We see no merit in either suggestion. No intervening cause is efficient unless it is independent of and not set in motion by the original wrongful act. As stated in Woodcock's Adm'r v. Hallock, 98 Vt. 284, 127 A. 380, 383: "The mere fact that there has intervened a voluntary act of a responsible agent does not necessarily make the final consequence of the negligence too remote to support an action. The test is to be found in the character of the intervening act. If it is, itself, a natural and proper result of the original negligence, it will not necessarily prevent a recovery thereon." See also 38 Am.Jur. 726, Negligence, Sec. 69.
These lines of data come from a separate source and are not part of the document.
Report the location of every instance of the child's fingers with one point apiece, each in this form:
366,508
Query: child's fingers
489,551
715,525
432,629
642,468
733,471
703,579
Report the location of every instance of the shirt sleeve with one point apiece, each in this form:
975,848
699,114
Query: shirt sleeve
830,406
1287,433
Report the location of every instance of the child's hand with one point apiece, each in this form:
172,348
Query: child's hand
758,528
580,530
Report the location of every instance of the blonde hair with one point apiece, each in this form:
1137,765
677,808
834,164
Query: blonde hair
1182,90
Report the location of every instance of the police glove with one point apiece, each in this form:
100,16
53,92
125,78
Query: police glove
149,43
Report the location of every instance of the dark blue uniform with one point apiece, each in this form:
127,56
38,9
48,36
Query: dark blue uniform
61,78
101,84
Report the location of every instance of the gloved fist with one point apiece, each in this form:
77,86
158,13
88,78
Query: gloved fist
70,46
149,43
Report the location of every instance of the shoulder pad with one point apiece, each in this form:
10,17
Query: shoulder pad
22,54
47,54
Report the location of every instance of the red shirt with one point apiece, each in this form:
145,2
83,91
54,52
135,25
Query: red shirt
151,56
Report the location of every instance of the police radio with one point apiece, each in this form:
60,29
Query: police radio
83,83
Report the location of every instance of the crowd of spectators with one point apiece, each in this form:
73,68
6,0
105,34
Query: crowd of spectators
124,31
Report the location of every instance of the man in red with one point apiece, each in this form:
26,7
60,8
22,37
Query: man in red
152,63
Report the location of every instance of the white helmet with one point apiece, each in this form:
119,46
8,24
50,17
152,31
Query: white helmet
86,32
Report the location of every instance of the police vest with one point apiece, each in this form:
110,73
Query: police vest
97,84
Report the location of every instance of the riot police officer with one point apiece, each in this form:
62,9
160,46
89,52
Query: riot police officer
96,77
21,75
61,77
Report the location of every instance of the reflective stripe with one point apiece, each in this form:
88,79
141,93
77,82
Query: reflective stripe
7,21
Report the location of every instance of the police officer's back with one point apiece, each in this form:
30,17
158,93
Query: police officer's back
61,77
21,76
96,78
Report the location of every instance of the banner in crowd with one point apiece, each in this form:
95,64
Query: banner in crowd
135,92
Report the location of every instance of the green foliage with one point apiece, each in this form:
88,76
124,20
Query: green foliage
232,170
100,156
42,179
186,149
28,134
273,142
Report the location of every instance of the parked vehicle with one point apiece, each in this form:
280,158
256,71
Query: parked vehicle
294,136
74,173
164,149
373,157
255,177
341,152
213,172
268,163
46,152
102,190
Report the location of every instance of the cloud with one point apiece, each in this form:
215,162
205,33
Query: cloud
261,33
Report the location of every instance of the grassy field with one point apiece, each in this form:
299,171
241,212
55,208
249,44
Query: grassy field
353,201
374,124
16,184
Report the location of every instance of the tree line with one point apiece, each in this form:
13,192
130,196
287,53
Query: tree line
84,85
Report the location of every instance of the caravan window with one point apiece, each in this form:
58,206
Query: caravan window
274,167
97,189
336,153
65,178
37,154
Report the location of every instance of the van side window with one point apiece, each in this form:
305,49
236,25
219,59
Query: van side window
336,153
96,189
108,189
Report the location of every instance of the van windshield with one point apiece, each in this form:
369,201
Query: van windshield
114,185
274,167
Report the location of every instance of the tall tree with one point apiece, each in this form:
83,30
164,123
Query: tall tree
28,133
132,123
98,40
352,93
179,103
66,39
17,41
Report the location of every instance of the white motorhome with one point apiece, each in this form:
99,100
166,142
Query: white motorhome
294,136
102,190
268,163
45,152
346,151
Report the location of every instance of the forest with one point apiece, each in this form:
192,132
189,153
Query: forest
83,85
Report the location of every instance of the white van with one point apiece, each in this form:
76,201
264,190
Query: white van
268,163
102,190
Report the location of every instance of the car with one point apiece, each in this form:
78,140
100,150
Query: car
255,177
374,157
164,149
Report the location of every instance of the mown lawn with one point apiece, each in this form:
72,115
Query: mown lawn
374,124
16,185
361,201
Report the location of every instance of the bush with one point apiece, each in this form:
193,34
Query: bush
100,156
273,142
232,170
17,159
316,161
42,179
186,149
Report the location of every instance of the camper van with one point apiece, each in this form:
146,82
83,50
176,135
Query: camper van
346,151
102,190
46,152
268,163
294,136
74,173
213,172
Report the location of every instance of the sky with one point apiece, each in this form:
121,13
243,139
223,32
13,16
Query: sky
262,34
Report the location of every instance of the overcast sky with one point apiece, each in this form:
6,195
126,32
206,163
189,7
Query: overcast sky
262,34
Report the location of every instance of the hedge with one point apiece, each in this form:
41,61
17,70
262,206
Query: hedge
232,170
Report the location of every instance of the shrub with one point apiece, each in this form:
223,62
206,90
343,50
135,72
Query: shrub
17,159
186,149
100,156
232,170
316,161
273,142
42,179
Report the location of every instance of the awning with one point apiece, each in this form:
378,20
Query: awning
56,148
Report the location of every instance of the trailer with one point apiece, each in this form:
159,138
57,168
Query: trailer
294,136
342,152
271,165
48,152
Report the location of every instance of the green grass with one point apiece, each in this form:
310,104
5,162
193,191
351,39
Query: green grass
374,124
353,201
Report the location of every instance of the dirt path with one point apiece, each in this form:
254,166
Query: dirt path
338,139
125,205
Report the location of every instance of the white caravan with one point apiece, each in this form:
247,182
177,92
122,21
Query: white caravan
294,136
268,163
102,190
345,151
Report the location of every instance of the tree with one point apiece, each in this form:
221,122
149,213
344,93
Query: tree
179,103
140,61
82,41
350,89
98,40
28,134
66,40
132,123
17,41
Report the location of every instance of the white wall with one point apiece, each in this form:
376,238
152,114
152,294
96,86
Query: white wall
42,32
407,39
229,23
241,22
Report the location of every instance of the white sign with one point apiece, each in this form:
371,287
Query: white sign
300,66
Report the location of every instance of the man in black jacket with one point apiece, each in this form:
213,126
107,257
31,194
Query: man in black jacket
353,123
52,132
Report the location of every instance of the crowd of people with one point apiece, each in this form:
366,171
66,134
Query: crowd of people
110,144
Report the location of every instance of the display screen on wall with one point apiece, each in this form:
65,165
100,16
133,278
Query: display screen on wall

The intervening acts of the defendants after the stampede of the cattle from the stockpen were not "independent of" but were actually "set in motion" by the original wrongful act. The unsuccessful efforts of the employees to retake the animals were, in law, the "natural and proper result of the original negligence." The acts of the motor vehicle operators in honking their horns might have been deemed intervening independent efficient causes had the steers been under the complete dominion and control of their pursuers when they reached the intersection and had the sounding of the horns caused them to break away and inflict the damage to the plaintiff. But no such case is made by the record. The evidence shows that the negligence of the defendants continued up to and through the events that happened at the intersection; and though the activities of the people at the intersection may have played some part in causing the animals to continue on the rampage, the results of these activities may not be charged against the plaintiff who was absolutely faultless in the matter.
The judgment appealed from should be affirmed.
It is so ordered.
ADAMS, C.J., and CHAPMAN and HOBSON, JJ., concur.